14/12/2025
Interpellation de Madame Richardot du groupe Socialiste concernant les engagements non tenus lors du conseil municipal du 8 Décembre 2025.
Bonjour à toutes et à tous,
À la suite du Conseil municipal du 8 décembre et des propos tenus publiquement, nous, anciens salariés du Centre Social et Culturel de l’Elsau, tenons à rétablir des faits essentiels.
Il a été affirmé que les engagements pris par la Ville lors de la réunion publique du 8 mars avaient été respectés, en particulier celui de rencontrer TOUS les salariés. Or, ce n’est pas ce que nous avons vécu.
Certains d’entre nous n’ont jamais été reçus, et d’autres ont vu leurs démarches rester sans réponse.
Comment avez-vous pu balayer autant d’années de travail des salariés, sans aucune considération pour nous ?
Badr, coordinateur (27 ans d’ancienneté), et Martin, responsable du secteur jeunesse (13 ans), n’ont jamais été contactés.
Chloé (19 ans), responsable enfance, a obtenu un entretien resté sans suite malgré trois candidatures.
Sylvia, référente insertion (15 ans), devait être rappelée après une rencontre avec les élus, sans jamais l’être.
Julie (2 ans), animatrice enfant, n’a obtenu aucun retour malgré 4 candidatures.
Julien (12 ans) animateur ados, a multiplié les démarches et n’a toujours aucune nouvelle, malgré une promesse de réponse orale de la direction suite à un mail envoyé.
Margaux, référente famille, a refusé la rencontre proposée, choquée par les méthodes employées et le manque d’empathie.
Dans ces conditions, parler de « refus des salariés » relève d’un renversement de responsabilité : on ne peut qualifier de refus ce qui n’a jamais fait l’objet de propositions claires et formalisées.

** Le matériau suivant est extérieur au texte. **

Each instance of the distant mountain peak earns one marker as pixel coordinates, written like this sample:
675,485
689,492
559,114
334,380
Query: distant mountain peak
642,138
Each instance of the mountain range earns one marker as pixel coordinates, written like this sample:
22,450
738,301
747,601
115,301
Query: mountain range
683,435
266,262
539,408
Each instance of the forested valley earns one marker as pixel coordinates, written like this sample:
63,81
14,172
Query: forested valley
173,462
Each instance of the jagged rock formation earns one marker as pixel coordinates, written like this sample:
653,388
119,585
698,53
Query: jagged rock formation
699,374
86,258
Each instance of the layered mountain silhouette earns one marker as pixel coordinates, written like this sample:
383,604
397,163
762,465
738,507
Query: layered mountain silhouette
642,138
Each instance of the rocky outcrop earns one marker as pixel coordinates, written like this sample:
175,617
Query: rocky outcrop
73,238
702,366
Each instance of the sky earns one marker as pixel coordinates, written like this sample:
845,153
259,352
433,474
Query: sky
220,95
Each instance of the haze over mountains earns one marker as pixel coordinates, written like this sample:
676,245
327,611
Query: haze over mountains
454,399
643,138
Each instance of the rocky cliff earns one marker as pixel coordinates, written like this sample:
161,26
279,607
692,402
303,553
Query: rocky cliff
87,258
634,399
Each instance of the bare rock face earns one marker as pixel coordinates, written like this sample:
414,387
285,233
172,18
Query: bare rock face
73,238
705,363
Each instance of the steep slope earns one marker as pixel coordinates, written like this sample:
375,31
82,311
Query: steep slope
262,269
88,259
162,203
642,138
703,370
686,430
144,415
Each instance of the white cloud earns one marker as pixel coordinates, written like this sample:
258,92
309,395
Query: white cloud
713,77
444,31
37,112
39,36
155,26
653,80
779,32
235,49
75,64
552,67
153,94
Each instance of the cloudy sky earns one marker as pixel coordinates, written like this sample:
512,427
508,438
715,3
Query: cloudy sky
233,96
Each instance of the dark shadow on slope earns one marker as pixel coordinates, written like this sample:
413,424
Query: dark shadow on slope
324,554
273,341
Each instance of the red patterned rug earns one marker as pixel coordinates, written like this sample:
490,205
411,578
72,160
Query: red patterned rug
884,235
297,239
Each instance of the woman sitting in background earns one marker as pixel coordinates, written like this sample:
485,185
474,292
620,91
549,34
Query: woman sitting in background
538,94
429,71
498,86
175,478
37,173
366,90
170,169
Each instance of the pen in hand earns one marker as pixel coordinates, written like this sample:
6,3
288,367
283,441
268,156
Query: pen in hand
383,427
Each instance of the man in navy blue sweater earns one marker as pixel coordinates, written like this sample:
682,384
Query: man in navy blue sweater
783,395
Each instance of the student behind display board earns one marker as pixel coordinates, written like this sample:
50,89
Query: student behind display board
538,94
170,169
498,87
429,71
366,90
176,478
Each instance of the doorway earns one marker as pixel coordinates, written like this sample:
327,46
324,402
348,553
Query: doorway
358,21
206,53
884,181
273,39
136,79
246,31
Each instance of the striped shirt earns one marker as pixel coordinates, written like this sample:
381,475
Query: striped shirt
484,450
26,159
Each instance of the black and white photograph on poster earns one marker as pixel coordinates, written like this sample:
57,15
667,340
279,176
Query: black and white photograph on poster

Dans le même temps, la réorganisation du CSC a été menée sans les salariés : seule la secrétaire a été réembauchée par la Ville, le LAEP a créé sa propre association, l’Espace Bouleau et le secteur jeunesse ont été remplacés par le DACIP, le secteur enfance confié à la Ligue de l’enseignement et l’école de musique reprise par l’association Ballade.
Cette redistribution rendait de fait tout retour impossible.
Malgré cette mise à l’écart, nous continuons à agir pour le quartier, bénévolement, afin de pallier l’absence de continuité de service. Il est donc inacceptable de nous présenter comme désengagés ou responsables de la situation.
Nous demandons aujourd’hui une chose simple : que la vérité soit dite publiquement, que les responsabilités soient assumées et que les habitants puissent se faire une opinion sur des faits réels.
Notre engagement auprès du quartier, lui, n’a jamais cessé.